When a Simple Walking Trail Headed North From Maine, and Made Conservation History

April 14, 2016

The photo on the IAT's handsome new website of Herb Hartman, Maine's former state parks director, nailing an International Appalachian Trail marker to a tree stirs vivid memories. I helped clear the first mile of what today is the Richard B. Anderson Trail along the forested spine of Mars Hill Mountain in far eastern Aroostook County in 1995. I took a photo that ran shortly after with my Maine Sunday Telegram column of Dick nailing a similar marker to a yellow birch there.

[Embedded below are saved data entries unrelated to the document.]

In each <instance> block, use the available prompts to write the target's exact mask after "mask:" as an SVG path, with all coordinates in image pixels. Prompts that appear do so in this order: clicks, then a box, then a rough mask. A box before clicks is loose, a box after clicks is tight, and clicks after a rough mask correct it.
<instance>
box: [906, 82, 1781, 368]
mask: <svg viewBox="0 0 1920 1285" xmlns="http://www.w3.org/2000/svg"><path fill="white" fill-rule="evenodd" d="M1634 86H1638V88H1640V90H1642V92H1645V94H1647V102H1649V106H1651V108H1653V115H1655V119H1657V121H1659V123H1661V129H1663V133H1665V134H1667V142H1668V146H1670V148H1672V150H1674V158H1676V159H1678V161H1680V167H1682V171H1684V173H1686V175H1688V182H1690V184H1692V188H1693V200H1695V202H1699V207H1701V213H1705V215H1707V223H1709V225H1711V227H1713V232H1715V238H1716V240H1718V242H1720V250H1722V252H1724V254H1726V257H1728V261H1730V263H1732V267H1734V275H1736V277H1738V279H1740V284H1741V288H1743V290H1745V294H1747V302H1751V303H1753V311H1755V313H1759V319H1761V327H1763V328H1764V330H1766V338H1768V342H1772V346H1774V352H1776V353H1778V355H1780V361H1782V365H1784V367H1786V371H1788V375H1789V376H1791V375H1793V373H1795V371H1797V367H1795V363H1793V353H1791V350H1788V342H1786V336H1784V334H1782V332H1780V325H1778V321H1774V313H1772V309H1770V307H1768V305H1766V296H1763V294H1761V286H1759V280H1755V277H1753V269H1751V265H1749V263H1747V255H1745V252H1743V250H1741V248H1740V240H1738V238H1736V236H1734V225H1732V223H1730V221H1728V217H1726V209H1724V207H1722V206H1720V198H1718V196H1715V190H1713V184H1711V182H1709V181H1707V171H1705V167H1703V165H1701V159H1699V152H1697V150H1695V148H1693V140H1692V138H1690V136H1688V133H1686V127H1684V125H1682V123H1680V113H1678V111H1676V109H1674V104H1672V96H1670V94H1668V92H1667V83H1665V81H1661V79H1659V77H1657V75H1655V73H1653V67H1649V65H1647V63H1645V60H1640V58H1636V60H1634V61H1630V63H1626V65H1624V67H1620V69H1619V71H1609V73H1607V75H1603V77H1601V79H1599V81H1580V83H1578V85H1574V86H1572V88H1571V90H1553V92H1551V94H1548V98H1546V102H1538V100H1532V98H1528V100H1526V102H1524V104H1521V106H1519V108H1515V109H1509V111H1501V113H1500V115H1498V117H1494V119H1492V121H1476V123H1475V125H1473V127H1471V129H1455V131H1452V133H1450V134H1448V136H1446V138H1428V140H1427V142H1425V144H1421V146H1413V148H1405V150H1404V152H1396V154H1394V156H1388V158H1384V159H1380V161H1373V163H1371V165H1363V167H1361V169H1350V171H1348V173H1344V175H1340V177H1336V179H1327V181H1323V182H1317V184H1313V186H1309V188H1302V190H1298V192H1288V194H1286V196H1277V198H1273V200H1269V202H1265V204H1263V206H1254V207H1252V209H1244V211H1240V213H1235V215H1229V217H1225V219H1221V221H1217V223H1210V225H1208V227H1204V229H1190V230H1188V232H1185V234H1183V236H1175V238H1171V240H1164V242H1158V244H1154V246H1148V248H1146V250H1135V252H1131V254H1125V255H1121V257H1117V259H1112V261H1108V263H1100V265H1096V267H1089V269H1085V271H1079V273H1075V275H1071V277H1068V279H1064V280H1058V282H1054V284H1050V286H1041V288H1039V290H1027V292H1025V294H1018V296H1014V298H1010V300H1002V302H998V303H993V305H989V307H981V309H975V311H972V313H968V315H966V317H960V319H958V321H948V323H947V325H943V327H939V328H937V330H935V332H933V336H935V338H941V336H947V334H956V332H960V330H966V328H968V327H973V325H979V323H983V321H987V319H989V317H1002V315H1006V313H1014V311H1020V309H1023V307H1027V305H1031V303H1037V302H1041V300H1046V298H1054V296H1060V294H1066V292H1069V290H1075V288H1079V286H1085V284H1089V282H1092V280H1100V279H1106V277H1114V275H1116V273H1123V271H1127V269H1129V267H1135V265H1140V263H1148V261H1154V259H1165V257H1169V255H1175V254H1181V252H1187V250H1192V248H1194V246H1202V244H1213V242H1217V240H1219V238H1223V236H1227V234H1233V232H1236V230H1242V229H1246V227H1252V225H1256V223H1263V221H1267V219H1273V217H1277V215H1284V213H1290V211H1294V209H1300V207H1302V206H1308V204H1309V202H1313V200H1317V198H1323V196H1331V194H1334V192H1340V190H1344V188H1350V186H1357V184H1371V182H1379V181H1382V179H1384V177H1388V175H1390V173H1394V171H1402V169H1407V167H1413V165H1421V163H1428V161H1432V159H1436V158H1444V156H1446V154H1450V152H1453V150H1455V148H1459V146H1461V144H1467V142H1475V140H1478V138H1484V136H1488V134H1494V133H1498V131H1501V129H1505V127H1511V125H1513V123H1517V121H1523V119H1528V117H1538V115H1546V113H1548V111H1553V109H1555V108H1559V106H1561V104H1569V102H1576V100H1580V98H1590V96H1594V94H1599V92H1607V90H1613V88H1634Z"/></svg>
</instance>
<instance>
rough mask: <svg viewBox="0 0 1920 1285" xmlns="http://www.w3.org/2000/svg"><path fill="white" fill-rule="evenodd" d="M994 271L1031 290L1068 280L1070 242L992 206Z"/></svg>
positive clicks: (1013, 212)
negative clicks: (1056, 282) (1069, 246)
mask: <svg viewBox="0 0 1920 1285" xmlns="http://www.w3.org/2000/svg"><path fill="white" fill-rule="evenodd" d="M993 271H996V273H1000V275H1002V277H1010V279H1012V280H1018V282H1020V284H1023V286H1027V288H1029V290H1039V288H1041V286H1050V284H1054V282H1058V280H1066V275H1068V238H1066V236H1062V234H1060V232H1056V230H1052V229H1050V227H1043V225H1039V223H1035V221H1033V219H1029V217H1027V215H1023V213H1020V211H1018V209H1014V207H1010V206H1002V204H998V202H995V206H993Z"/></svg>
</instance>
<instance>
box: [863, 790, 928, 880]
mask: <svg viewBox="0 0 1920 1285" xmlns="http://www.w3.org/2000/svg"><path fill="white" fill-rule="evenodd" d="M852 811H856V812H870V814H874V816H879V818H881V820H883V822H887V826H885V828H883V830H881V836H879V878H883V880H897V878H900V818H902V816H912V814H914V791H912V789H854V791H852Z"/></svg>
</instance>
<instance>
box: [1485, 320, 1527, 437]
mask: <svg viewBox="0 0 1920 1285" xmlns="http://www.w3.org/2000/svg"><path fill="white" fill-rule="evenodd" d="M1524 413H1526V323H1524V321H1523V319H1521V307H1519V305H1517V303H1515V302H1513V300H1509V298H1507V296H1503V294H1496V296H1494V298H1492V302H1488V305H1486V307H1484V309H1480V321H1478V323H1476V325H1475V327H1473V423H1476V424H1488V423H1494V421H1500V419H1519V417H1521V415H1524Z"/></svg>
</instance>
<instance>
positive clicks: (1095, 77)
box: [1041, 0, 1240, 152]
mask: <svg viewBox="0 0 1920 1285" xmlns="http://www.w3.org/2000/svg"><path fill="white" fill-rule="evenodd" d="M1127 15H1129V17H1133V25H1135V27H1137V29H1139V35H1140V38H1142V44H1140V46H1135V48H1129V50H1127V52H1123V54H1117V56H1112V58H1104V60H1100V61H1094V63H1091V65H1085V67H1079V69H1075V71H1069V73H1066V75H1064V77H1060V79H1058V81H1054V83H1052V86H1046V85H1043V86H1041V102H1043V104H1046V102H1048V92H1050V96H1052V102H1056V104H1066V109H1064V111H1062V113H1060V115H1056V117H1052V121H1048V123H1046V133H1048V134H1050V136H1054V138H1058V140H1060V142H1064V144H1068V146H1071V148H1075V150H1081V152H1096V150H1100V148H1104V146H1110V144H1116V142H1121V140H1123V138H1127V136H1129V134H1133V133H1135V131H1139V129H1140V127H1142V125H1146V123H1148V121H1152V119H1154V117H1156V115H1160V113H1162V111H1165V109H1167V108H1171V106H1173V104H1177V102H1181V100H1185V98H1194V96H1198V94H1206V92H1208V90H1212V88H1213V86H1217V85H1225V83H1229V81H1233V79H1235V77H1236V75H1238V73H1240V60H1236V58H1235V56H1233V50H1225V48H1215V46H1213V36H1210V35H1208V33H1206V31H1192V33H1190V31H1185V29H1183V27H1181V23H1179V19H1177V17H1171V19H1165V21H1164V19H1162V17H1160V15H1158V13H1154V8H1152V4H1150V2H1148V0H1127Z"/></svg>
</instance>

Don Hudson, who later would succeed Dick as IAT president, remarked that come Spring, this portion of the trail would be a leafy green bower. I actually had done little of the trail-clearing, but this still made me feel pretty good!

 

Few knew, then, that the trail was to be, in time, a 12,000-mile footpath through 11 countries and jurisdictions, extending in a horseshoe from Maine and Atlantic Canada all the way to Norway's Svalbard archipelago and south to Morocco.

 

The "Appalachian terranes," the ancient landforms these places embraced, would be the basis for the future International Appalachian Trail. They once had formed the Appalachian-Caledonian mountains of the "supercontinent" Pangea before "plate tectonics" under the Atlantic Ocean separated them into their North American and European/North African components.

 

The story of "our common geoheritage" is reflected in the new "Pioneer Geologists" link on the IAT's website.  

 

"NOW, A TRAIL for two countries," we had headlined a piece about the new IAT in 1994, which was envisaged then as a trail linking the highest points in Maine, New Brunswick and Quebec. I experienced my first iconic Maine sporting camp when I sat in on an early meeting of the IAT board at Robinson Twin Pine Camp on Millinocket Lake in 1995, gathering material for future columns and editorials.

 

I later was on Mont Jacques-Cartier in the Chic-Chocs of Quebec, still gathering material but also looking for the Woodland Caribou making their last stand south of the St. Lawrence River. (I didn't see them.) 

 

Later still, in 1997, I was elsewhere on the Gaspe Peninsula watching the most amazing display of the Aurora Borealis over the Gulf of St. Lawrence anyone in our IAT group could remember.  

 

The notion of a two-nation trail soon changed, with the involvement of Walter Anderson, former state geologist, and others who had done pioneering work of their own on the theory of plate tectonics. The trail's potential exploded when they applied the theory to the Appalachian-Caledonian geology that created the footprints of the prehistoric mountain chain.

 

It wasn't long before an IAT delegation was aboard an icebreaker crashing through the sea ice from Sydney, Nova Scotia, to Port-au-Basques, Newfoundland, on a trip to help establish a chapter there in 2003. (When one of the meetings dragged, Will Richard, noted northland photographer and author, suggested he and I take a drive into the Blow-Me-Down Mountains west of Corner Brook. It was there we encountered first one, then more Boreal Chickadees, a "Life Bird" for this longtime birder. I was psyched.)

 

I RETURNED after my retirement to my native Oregon, shortly after the trail's grand expansion into Western Europe and Northern Africa was starting. Now I look out my apartment window in Portland's Goose Hollow at the sleeping Cascade volcanoes of Mount Adams, Mount St. Helens and, away to the north, Mount Rainier. (Fabled Mount Hood is out of view around the corner of my building.) These are "the shining mountains," as David Simons called them, a continent away from the mountains, rivers and valleys of the IAT.

 

Still, I think of those magic times as a witness to conservation history when a simple walking trail headed north from Maine and  became a major, ongoing effort to bind men and women with their mountains and their Atlantic Rim heritage.

 

"The Atlantic Ocean may have been dividing us for eons, but the International Appalachian Trail is well on its way to bringing us back together", concludes an article on the IAT in the current issue of Earth Heritage magazine.

 

In a world divided by hatred and strife, it needs the healing presence of an IAT more than ever.